Dérisoire face à la mondialisation est le débat sur les langues "ancestrales"

Dans le débat de cette primaire, comme l’a dit un commentateur de France Inter, le « peuple de droite » ne voulait pas d’un candidat venu de Neuilly ou de Bordeaux. Neuilly, trop riche ; mais Bordeaux ? Trop occitan. On ne voit pas, sinon.
 
Le maire et candidat de droite étrillé dimanche parle occitan, tout comme son discret soutien de Pau, Bayrou.
 
Quoi qu’on pense de la droite au pouvoir demain, ceux-là au moins auraient pu se montrer relativement bienveillants vis-à-vis de nos langues régionales. Ils les pratiquent, elles n’en ont pas fait d’irréductibles séparatistes qu’on sache.
 
Mais qu’en est-il de François Fillon, cet encore plus discret candidat, qui semble bien tenir la corde désormais ?
 
Il ne fut pas toujours si discret sur la question, en fait, le sourcilleux conservateur passionné de courses automobiles et de corridas.

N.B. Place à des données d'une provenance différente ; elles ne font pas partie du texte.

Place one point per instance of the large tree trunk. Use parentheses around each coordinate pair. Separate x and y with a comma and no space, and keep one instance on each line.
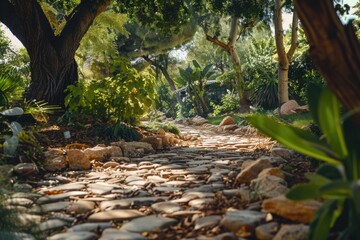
(284,57)
(52,62)
(335,50)
(235,59)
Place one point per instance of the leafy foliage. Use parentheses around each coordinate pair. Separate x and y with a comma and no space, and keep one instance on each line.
(125,97)
(337,180)
(229,102)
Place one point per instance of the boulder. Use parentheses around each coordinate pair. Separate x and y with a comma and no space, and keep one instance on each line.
(78,160)
(227,121)
(155,142)
(251,171)
(289,107)
(297,211)
(293,232)
(97,153)
(199,120)
(54,160)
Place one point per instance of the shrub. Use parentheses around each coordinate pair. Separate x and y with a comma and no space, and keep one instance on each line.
(337,181)
(124,97)
(229,102)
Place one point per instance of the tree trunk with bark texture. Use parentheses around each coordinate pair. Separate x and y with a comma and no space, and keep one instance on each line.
(335,50)
(235,59)
(284,57)
(52,61)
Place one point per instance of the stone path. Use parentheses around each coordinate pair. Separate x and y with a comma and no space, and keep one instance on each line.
(205,191)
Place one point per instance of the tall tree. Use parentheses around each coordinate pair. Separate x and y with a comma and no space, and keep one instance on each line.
(284,56)
(335,50)
(52,62)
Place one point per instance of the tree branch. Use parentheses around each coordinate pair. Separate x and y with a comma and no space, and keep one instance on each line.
(294,36)
(219,43)
(79,23)
(335,50)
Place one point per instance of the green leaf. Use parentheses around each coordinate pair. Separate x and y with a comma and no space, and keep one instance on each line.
(330,122)
(294,138)
(303,191)
(314,100)
(324,218)
(330,171)
(336,189)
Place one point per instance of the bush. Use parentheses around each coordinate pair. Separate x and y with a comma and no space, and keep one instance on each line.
(229,102)
(124,97)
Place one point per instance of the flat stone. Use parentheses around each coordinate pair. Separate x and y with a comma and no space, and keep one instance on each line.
(166,207)
(101,188)
(156,179)
(208,221)
(112,234)
(297,211)
(127,202)
(201,203)
(61,196)
(19,202)
(293,232)
(234,220)
(81,207)
(68,187)
(74,236)
(266,231)
(51,225)
(90,227)
(53,207)
(148,224)
(115,215)
(251,171)
(268,186)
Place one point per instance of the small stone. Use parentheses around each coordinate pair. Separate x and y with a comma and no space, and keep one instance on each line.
(282,152)
(251,171)
(90,227)
(227,121)
(78,160)
(268,186)
(74,236)
(293,232)
(101,188)
(208,221)
(51,225)
(115,215)
(112,234)
(166,207)
(272,171)
(81,207)
(267,231)
(297,211)
(148,224)
(97,153)
(236,220)
(54,160)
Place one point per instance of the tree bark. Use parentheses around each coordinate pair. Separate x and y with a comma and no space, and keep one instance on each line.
(235,59)
(52,61)
(335,50)
(284,57)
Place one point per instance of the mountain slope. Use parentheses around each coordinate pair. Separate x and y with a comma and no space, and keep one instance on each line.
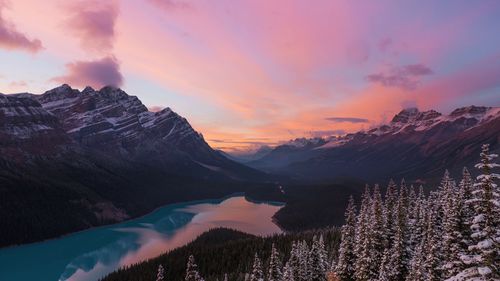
(414,143)
(70,160)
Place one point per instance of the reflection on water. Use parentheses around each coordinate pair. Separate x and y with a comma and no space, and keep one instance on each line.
(91,254)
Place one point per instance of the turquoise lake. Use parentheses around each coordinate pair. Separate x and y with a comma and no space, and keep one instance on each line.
(91,254)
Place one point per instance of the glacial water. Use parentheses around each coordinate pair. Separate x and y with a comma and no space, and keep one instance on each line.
(91,254)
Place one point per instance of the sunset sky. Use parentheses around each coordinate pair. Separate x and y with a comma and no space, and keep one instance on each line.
(247,73)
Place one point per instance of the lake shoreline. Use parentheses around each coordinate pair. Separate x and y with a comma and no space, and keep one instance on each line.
(123,221)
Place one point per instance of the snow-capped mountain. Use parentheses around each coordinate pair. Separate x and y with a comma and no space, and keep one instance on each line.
(79,159)
(107,121)
(414,142)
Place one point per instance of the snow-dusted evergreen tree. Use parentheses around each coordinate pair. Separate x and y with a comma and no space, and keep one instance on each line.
(482,259)
(274,270)
(363,242)
(288,272)
(399,260)
(389,212)
(432,238)
(160,275)
(385,270)
(377,233)
(417,264)
(257,273)
(317,260)
(294,260)
(303,254)
(192,273)
(347,258)
(323,252)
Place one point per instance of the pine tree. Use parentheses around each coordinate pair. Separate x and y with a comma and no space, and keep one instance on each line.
(303,254)
(294,260)
(385,269)
(347,258)
(160,274)
(399,260)
(377,232)
(389,212)
(257,273)
(363,243)
(192,273)
(317,258)
(288,272)
(417,264)
(274,269)
(482,259)
(432,238)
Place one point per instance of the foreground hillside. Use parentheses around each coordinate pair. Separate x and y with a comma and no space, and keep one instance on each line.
(452,233)
(70,160)
(219,252)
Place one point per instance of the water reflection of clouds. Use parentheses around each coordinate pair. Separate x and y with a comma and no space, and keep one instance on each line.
(144,240)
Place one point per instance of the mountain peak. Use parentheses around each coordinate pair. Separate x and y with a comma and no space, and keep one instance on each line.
(405,115)
(471,110)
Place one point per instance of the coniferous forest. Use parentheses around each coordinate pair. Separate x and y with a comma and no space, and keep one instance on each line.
(450,233)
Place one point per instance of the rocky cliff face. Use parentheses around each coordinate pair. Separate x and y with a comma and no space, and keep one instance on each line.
(70,160)
(414,145)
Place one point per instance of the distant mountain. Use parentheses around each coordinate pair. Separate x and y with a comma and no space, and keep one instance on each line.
(414,143)
(246,157)
(71,159)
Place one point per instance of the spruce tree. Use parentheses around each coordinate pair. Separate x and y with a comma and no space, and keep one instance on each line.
(389,213)
(376,234)
(303,255)
(160,273)
(288,272)
(347,259)
(482,259)
(385,266)
(417,264)
(317,269)
(257,273)
(363,239)
(400,257)
(294,260)
(274,269)
(432,238)
(192,273)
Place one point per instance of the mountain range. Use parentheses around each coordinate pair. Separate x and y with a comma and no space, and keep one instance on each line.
(70,160)
(413,144)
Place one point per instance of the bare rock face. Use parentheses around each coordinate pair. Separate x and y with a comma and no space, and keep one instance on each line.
(112,121)
(27,128)
(413,144)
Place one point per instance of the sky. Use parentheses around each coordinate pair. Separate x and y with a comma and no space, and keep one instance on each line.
(248,73)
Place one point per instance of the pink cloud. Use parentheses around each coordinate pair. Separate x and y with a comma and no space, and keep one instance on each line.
(94,23)
(169,5)
(404,77)
(155,108)
(97,73)
(12,39)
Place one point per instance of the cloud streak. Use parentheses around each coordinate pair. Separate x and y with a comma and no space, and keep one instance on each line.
(97,73)
(12,39)
(347,120)
(94,24)
(405,77)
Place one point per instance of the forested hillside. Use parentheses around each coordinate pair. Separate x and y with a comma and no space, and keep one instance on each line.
(453,234)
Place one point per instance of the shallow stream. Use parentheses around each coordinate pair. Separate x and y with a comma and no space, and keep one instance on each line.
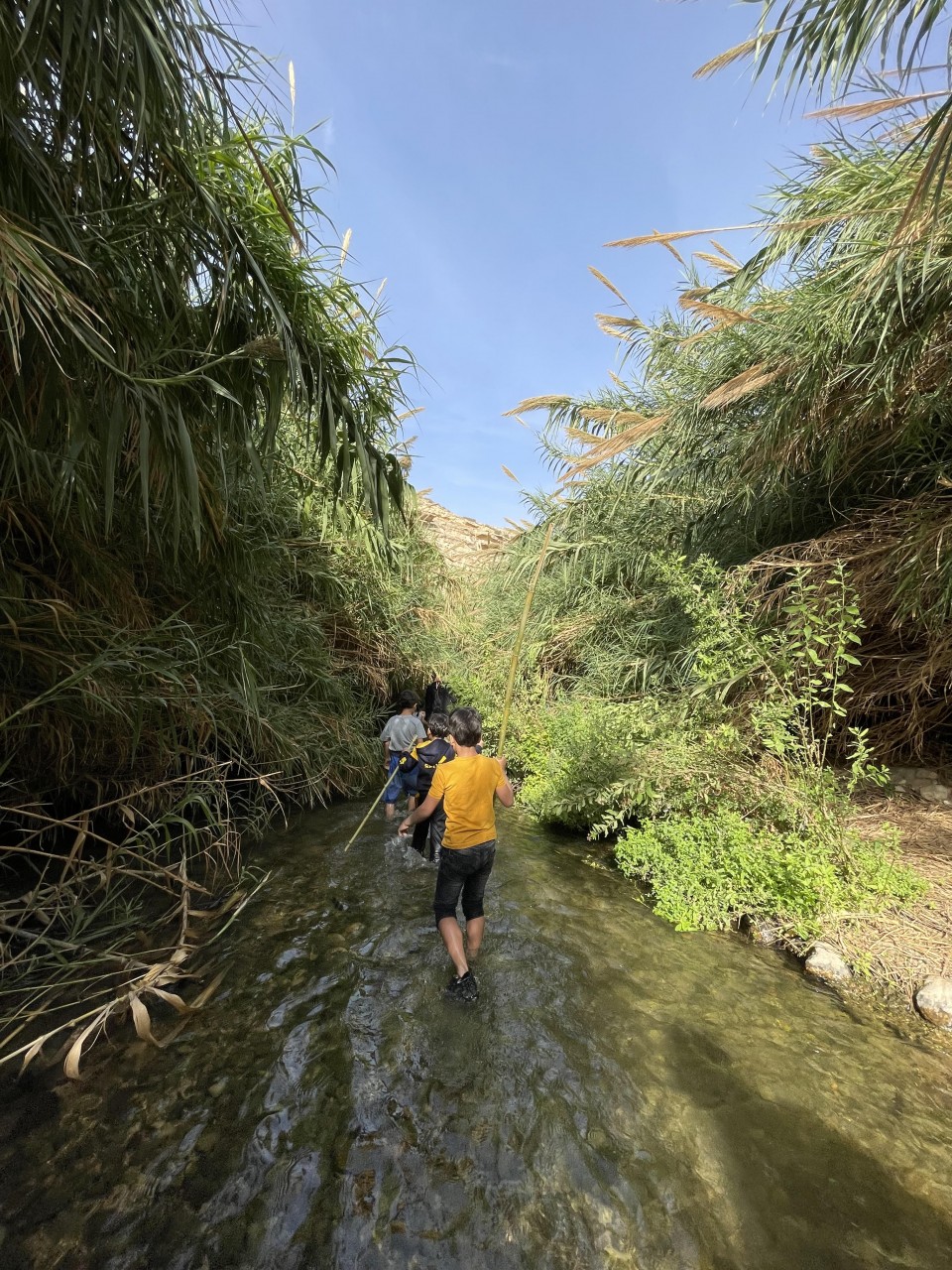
(620,1095)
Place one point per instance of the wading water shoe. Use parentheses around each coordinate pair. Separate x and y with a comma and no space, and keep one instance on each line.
(463,987)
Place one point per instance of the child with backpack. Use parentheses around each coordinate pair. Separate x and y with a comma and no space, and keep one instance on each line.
(424,758)
(399,735)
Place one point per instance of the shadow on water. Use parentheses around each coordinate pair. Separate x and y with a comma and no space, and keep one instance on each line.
(620,1095)
(806,1193)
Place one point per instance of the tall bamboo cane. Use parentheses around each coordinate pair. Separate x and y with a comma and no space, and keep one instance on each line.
(370,813)
(520,634)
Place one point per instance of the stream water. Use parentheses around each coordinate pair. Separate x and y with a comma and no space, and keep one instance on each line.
(620,1095)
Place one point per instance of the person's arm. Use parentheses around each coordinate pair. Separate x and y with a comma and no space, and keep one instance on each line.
(425,810)
(506,793)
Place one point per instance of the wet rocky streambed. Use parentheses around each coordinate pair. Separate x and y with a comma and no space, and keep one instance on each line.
(621,1095)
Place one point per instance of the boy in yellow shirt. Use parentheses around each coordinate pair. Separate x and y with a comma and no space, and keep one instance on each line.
(467,788)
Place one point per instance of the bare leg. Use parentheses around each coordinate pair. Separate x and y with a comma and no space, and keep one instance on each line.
(475,928)
(453,940)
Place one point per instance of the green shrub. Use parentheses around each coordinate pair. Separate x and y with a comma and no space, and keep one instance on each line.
(705,871)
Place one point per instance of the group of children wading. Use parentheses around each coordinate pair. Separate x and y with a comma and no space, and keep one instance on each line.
(451,790)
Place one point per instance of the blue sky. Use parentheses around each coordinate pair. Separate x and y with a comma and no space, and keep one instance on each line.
(484,155)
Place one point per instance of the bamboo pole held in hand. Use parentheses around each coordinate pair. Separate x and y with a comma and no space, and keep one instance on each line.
(370,813)
(520,634)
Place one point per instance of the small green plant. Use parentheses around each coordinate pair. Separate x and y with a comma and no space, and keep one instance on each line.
(705,871)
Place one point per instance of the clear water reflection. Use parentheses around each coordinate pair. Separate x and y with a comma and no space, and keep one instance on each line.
(620,1095)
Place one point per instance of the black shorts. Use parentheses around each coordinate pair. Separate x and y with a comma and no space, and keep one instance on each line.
(463,871)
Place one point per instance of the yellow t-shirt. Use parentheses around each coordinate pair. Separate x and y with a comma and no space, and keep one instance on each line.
(467,788)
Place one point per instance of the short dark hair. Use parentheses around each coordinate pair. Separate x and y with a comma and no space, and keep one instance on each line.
(438,724)
(466,726)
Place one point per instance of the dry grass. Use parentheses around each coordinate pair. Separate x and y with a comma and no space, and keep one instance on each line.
(902,948)
(465,544)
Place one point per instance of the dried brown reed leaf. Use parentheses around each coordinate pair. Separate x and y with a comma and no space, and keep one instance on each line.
(72,1058)
(719,313)
(610,447)
(611,286)
(742,385)
(345,246)
(731,55)
(141,1020)
(553,402)
(867,109)
(678,235)
(611,414)
(613,324)
(726,267)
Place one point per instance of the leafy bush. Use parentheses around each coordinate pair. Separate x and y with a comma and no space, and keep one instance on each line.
(707,870)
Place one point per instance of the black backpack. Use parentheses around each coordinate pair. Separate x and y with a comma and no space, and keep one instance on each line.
(443,699)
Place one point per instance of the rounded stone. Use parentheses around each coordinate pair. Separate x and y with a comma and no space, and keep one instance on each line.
(934,1002)
(825,962)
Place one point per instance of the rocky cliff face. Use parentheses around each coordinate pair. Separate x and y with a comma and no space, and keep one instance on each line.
(463,543)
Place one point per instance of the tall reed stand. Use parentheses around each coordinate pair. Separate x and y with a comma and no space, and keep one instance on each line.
(520,634)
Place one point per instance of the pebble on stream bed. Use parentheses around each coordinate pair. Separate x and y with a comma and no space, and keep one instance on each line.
(934,1002)
(825,962)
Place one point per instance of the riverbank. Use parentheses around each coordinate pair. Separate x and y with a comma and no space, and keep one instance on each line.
(621,1093)
(900,951)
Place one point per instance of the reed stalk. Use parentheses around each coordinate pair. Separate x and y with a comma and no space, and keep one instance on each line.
(520,636)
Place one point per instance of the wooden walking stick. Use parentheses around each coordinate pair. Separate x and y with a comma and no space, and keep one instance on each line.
(386,784)
(520,634)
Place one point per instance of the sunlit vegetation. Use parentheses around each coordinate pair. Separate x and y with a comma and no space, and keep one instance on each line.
(209,579)
(747,602)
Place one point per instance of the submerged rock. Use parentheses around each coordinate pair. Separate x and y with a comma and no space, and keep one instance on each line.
(934,1002)
(825,962)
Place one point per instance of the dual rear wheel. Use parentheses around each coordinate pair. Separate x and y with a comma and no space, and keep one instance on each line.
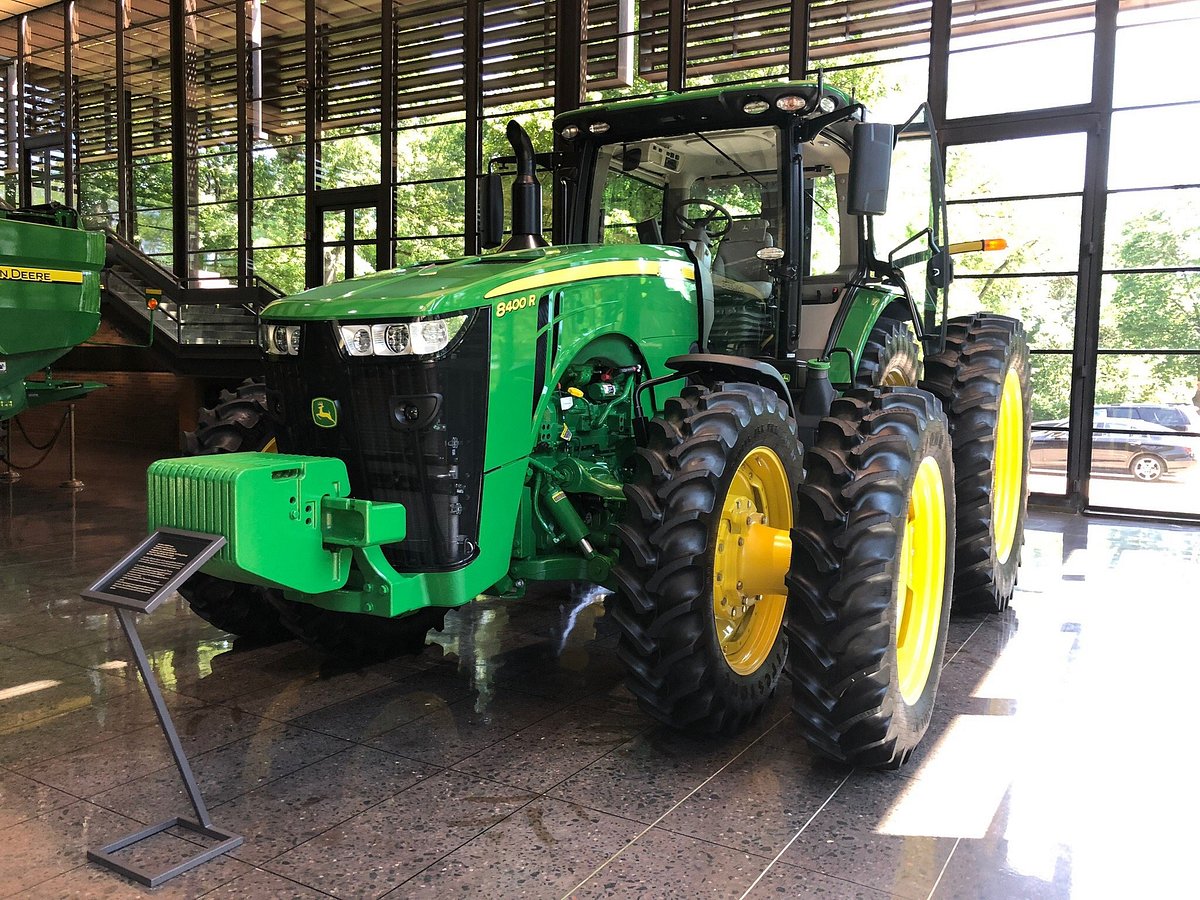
(708,546)
(910,497)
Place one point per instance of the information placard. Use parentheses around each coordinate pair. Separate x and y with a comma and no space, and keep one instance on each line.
(151,571)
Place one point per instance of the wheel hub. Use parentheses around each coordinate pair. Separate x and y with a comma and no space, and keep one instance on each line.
(921,580)
(1009,466)
(751,556)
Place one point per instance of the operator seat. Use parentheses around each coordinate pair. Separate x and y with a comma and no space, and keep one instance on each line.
(737,259)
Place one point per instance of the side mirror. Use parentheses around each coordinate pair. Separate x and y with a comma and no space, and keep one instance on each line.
(870,169)
(491,213)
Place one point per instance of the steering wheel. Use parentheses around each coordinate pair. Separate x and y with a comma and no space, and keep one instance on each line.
(714,223)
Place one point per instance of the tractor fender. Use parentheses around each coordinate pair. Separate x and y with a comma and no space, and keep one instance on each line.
(864,307)
(711,367)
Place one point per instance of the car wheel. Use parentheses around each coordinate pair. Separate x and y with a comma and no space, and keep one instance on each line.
(1147,467)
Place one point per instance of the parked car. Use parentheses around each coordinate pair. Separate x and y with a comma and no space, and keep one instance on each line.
(1176,417)
(1144,449)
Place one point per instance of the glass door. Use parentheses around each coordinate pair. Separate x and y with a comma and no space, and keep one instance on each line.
(347,237)
(1030,192)
(45,174)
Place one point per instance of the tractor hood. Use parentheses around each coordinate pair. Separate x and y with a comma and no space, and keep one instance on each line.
(456,285)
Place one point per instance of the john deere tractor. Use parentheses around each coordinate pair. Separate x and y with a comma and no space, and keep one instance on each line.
(715,397)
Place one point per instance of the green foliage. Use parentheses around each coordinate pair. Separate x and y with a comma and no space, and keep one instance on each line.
(1153,311)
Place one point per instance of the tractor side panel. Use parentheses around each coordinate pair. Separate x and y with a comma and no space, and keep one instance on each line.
(535,341)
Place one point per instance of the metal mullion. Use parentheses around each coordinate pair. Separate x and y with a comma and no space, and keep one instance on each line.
(70,126)
(939,63)
(1157,106)
(570,85)
(982,276)
(24,190)
(677,45)
(473,129)
(1021,124)
(801,34)
(385,252)
(1157,187)
(1043,39)
(313,275)
(179,143)
(977,201)
(1153,270)
(1095,209)
(245,171)
(870,64)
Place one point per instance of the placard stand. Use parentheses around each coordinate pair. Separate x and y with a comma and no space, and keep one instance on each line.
(148,575)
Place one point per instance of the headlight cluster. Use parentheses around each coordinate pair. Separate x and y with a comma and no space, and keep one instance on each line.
(280,340)
(400,339)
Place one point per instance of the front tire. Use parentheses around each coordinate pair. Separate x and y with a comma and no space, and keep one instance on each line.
(869,592)
(357,637)
(239,423)
(983,381)
(1147,467)
(701,598)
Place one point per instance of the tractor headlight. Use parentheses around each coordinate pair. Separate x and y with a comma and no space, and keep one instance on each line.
(401,339)
(280,340)
(390,340)
(358,340)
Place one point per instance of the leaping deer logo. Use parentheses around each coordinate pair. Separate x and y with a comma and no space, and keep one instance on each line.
(324,413)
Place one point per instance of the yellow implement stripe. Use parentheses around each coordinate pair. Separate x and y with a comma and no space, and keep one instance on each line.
(594,270)
(17,273)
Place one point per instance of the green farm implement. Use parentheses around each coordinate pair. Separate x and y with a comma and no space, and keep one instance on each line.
(714,396)
(49,301)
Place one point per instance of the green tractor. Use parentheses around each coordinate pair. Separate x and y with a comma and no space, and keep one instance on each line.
(713,397)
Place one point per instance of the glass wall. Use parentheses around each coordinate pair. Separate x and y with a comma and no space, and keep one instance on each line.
(241,139)
(1146,417)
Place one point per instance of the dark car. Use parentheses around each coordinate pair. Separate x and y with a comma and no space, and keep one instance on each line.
(1145,450)
(1176,417)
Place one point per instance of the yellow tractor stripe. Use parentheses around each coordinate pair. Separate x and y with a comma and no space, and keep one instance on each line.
(19,273)
(594,270)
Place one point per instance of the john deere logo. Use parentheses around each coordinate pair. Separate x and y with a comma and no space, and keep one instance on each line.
(324,413)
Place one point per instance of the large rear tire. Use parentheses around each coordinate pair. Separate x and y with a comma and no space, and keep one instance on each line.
(983,381)
(701,594)
(869,592)
(239,423)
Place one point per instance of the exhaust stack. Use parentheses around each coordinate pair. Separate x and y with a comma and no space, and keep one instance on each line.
(526,195)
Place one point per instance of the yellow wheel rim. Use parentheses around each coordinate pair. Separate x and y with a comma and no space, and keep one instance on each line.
(921,580)
(750,559)
(1009,466)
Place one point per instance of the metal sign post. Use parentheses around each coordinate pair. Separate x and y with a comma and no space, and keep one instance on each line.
(148,575)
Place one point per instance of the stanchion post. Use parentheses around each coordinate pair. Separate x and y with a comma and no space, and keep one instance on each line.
(10,474)
(73,483)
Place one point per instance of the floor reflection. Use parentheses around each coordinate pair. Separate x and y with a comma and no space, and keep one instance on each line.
(509,760)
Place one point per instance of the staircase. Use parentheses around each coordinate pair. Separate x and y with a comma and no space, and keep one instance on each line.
(191,330)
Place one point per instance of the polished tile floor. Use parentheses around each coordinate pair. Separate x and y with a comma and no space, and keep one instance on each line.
(509,761)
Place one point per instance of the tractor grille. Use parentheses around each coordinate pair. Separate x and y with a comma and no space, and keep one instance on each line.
(411,430)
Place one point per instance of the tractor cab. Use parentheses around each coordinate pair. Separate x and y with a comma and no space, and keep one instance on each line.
(774,191)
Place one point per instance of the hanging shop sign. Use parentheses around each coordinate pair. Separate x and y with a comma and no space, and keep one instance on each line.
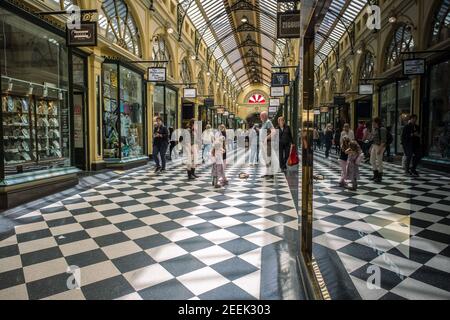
(209,103)
(414,67)
(339,101)
(288,24)
(365,89)
(220,109)
(85,36)
(277,92)
(190,93)
(157,74)
(280,79)
(274,102)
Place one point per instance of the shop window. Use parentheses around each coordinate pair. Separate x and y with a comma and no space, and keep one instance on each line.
(117,24)
(160,52)
(34,98)
(186,75)
(347,80)
(123,112)
(402,41)
(439,122)
(367,67)
(441,23)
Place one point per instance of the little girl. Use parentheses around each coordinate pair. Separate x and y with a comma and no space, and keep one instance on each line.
(218,170)
(355,157)
(343,159)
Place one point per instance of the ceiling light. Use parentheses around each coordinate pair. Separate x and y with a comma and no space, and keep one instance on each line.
(393,19)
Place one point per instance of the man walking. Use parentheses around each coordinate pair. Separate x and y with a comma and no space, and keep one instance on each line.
(411,146)
(160,145)
(267,133)
(378,148)
(286,142)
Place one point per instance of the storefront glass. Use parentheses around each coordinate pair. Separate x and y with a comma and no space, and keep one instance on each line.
(394,110)
(439,122)
(123,113)
(34,87)
(171,108)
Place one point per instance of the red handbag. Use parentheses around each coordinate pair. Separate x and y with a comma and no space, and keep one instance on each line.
(293,157)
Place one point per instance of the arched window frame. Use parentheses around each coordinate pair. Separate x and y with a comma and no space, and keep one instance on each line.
(441,23)
(367,66)
(160,52)
(117,24)
(402,40)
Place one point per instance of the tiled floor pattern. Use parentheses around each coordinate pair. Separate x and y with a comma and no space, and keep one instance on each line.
(147,236)
(401,226)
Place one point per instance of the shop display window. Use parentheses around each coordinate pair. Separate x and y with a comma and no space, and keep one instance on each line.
(35,117)
(439,128)
(123,113)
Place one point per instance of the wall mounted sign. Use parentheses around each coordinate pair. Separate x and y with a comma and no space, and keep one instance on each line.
(414,67)
(157,74)
(277,91)
(190,93)
(274,103)
(85,36)
(366,89)
(339,100)
(288,24)
(280,79)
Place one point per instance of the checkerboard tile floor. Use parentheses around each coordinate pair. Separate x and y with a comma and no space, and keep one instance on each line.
(401,226)
(148,236)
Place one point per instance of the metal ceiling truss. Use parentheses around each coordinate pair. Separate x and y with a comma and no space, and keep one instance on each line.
(245,27)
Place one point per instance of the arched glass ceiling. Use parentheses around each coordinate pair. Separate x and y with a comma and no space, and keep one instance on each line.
(340,12)
(210,18)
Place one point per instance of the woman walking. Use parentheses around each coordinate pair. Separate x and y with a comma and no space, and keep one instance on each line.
(328,140)
(355,157)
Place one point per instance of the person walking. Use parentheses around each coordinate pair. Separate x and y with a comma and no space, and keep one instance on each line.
(346,133)
(207,140)
(343,161)
(253,143)
(266,134)
(359,134)
(286,142)
(367,141)
(355,157)
(316,138)
(192,150)
(221,137)
(337,140)
(328,140)
(412,146)
(160,145)
(378,148)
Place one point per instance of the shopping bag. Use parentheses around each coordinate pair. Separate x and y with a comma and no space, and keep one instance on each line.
(293,157)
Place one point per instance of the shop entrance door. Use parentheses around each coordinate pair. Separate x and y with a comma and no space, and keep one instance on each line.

Le 9 juillet 1999, il s’était ouvert au journal Libération, sur le sujet.
 
Pour lui, à l’époque, « la question des langues régionales que nul ne menace en France (était), pour notre pays, un sujet anodin. » Et « cette affaire mineure (masquait) mal tout d'abord la pauvreté du débat politique sur les questions bien plus essentielles pour l'avenir du pays », comme la préparation à la mondialisation.
 
Décidément, la frivolité d’un débat sur l’avenir de nos langues méritait à peine que le futur premier ministre jette de l’encre sur une feuille. « Tout ceci est à l'image d'une société obsédée par la nostalgie du passé et, à tort, confortée dans ses frilosités » estimait le futur vainqueur du premier tour de la primaire droitière. « Alors que nous nous apprêtons à entrer dans un nouveau siècle complexe, marqué par des enjeux différents, l'élite politique, intellectuelle et médiatique choisit précisément de dépenser son énergie sur le sort d'un patrimoine certes estimable, mais qui  ne mérite nullement de figurer au rang des  enjeux culturels du futur. » Estimables, vous étiez néanmoins priés de la fermer.
 
Tout de même, pour François Fillon, apprendre le croquant c’était détourner la nation de la lutte contre l’illettrisme, ou de l’apprentissage de l’anglais, langue de la mondialisation, seule question qui vaille.
 
C’est que, pour le candidat à la candidature alors en lointain devenir, les cultures régionales et leur véhicule linguistique étaient des gêneurs. « Entre l'individu et la mondialisation, la structure intermédiaire d'identification collectif, c'est la nation » affirmait-il « et, à un degré moindre, l'Union européenne. » La ville ou la région ? à évacuer dans les limbes sans doute.
 
On ne connait pas à François Fillon d’évolution sur ce thème depuis 1999. Ah ! Ne demandons pas à un conservateur de sortir de nouvelles idées du bocal, tout de même.
 
Souhaitons donc bien du plaisir à ceux qui, dans ce camp-là, estiment que les traditions, ou leur identité, pour recourir à un terme à la mode, méritent d’être valorisées. S’ils imaginent demain quelques droits consentis pour l’enseignement de leurs langues régionales, ou une meilleure place pour celles-ci dans l’espace médiatique, les déceptions pourraient être irrémédiables.